On November 1, the evangelical group that included Perkins spoke with el-Sisi for nearly three hours at the presidential palace in Cairo, according to The Christian Post, where they discussed a series of issues, including the persecution of Egyptian Christians by Islamic extremists.
“I appreciate the opportunity to meet with President el-Sisi to discuss the concerns we have,” Perkins was quoted in The Christian Post as saying, “as American evangelicals, for the plight of religious minorities in Egypt, especially those who are our brothers and sisters in Christ.”
Other prominent evangelicals joined him, including Rev. Johnnie Moore, former U.S. Congresswoman Michele Bachmann, and Egyptian-born author and pastor Michael Youssef. In August, Bachmann was announced as the leader of a ministry to the United Nations that was launched by anti-LGBT pastor Jim Garlow through his Skyline Ministries. Moore once served as faith advisor to current Department of Housing director Ben Carson.
According to Perkins on the FRC website, the trip was organized by Joel Rosenberg, an evangelical Christian who is known for his End Times writings. Perkins claimed that the delegation of evangelicals “made the trip to Cairo to try to repair the damage done by Barack Obama’s indifference to international religious freedom.”
Perkins also said that the meeting went from one hour to three, as the delegation then met with Khalid Fawzi, chief of Egyptian intelligence, and Andrea Zaki, president of the council of Protestant Churches in Egypt.
The FRC post did not address el-Sisi’s dictatorial policies toward his own citizens or the draconian policies currently being enacted toward LGBT people and their supporters, including a proposed law that dictates prison sentences for those who engage in homosexuality, those who support it, and media that “promotes” or mentions it.
No surprise, really, since Perkins has appeared wishy-washy in the past for the proposed anti-LGBT Ugandan bill (2009), which called for the death penalty in some circumstances.

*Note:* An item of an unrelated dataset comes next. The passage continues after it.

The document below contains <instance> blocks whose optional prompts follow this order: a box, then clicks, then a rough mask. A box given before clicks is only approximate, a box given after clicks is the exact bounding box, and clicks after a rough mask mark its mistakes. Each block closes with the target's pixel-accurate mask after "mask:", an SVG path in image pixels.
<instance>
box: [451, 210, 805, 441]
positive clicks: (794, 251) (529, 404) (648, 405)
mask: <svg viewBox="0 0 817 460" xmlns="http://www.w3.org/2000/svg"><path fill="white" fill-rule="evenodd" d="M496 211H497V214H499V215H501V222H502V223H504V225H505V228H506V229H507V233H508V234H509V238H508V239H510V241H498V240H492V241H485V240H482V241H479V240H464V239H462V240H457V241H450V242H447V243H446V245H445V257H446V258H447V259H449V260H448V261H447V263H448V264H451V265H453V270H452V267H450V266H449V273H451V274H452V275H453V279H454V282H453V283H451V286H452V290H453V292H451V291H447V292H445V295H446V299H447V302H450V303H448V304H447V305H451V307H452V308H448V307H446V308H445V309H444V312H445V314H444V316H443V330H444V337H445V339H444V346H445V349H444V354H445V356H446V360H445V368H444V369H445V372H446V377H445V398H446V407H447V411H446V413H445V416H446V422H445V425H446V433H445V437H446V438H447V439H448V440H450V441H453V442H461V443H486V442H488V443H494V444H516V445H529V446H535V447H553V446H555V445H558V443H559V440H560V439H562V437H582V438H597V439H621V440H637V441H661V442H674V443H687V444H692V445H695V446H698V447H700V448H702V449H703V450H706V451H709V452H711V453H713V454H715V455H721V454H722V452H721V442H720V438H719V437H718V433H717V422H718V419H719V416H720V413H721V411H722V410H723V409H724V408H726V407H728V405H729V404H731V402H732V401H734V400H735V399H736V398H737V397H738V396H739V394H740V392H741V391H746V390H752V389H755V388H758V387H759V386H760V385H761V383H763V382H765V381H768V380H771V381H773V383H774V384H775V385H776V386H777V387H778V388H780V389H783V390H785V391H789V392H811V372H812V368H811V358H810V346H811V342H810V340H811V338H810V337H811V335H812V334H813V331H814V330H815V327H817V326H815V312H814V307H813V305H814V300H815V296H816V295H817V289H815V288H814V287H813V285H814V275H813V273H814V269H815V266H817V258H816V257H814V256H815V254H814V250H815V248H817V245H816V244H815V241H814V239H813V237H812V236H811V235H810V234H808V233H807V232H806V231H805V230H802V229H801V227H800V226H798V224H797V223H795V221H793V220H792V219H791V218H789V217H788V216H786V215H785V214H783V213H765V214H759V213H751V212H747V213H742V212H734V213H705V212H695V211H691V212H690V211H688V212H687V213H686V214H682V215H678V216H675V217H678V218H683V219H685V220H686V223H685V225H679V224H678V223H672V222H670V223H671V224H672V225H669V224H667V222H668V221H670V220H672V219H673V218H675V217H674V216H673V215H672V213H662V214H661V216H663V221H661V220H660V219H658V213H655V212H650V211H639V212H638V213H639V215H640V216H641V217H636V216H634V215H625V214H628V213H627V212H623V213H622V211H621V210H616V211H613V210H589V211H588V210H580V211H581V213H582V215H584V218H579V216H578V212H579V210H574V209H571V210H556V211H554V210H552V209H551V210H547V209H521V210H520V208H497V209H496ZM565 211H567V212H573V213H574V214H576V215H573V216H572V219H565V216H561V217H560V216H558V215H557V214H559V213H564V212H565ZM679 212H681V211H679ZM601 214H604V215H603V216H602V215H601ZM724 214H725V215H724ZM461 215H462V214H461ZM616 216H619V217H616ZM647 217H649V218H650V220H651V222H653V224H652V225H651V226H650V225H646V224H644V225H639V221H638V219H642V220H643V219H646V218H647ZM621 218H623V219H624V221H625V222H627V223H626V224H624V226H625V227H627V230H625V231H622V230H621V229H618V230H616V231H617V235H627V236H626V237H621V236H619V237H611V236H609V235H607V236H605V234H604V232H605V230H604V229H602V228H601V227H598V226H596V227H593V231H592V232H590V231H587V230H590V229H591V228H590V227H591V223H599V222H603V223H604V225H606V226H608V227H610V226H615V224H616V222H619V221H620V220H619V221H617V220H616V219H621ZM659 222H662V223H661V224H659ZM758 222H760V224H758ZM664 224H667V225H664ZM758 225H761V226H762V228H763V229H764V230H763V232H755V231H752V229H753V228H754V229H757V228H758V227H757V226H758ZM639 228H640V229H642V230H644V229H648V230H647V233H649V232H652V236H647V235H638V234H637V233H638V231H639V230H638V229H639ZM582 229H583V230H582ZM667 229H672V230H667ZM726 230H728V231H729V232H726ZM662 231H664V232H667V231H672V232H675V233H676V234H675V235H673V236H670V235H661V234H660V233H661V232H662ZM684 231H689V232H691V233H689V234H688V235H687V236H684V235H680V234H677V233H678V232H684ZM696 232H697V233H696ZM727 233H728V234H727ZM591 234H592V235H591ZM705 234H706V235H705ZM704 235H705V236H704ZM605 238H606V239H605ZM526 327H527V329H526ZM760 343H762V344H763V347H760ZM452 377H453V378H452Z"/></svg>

In 2010, a congressional resolution (H. Res. 1064) was proposed to condemn the Uganda bill and FRC was criticized for lobbying against the resolution. A lobbying report noted that FRC paid $25,000 to deal with “Res.1064Ugandan ResolutionPro-homosexual promotion” (sic).
Perkins claimed that FRC did not lobby against the resolution, but rather against language FRC wanted removed from the resoluton that dealt with “assertions that homosexual conduct is internationally recognized as a fundamental human right.”
The resolution stated that “all people possess an intrinsic human dignity, regardless of sexual orientation, and share fundamental human rights.”
FRC doubled-down on that point in 2012, stating that the organization has never supported a policy that imposes the death penalty on homosexuals. Rather,
What we do oppose is the suggestion that gay and lesbian acts are universal human rights. So when Congress introduced a resolution in 2010 denouncing Uganda’s punishment for homosexuality, FRC fought—at the request of some Members—to strike the pro-homosexual “human rights” language from the final measure.
With such views on human rights and LGBT people, it’s no surprise that Perkins participated in a conversation with an authoritarian leader responsible for jailing and massacring hundreds of protestors and currently arresting LGBT people in his own country.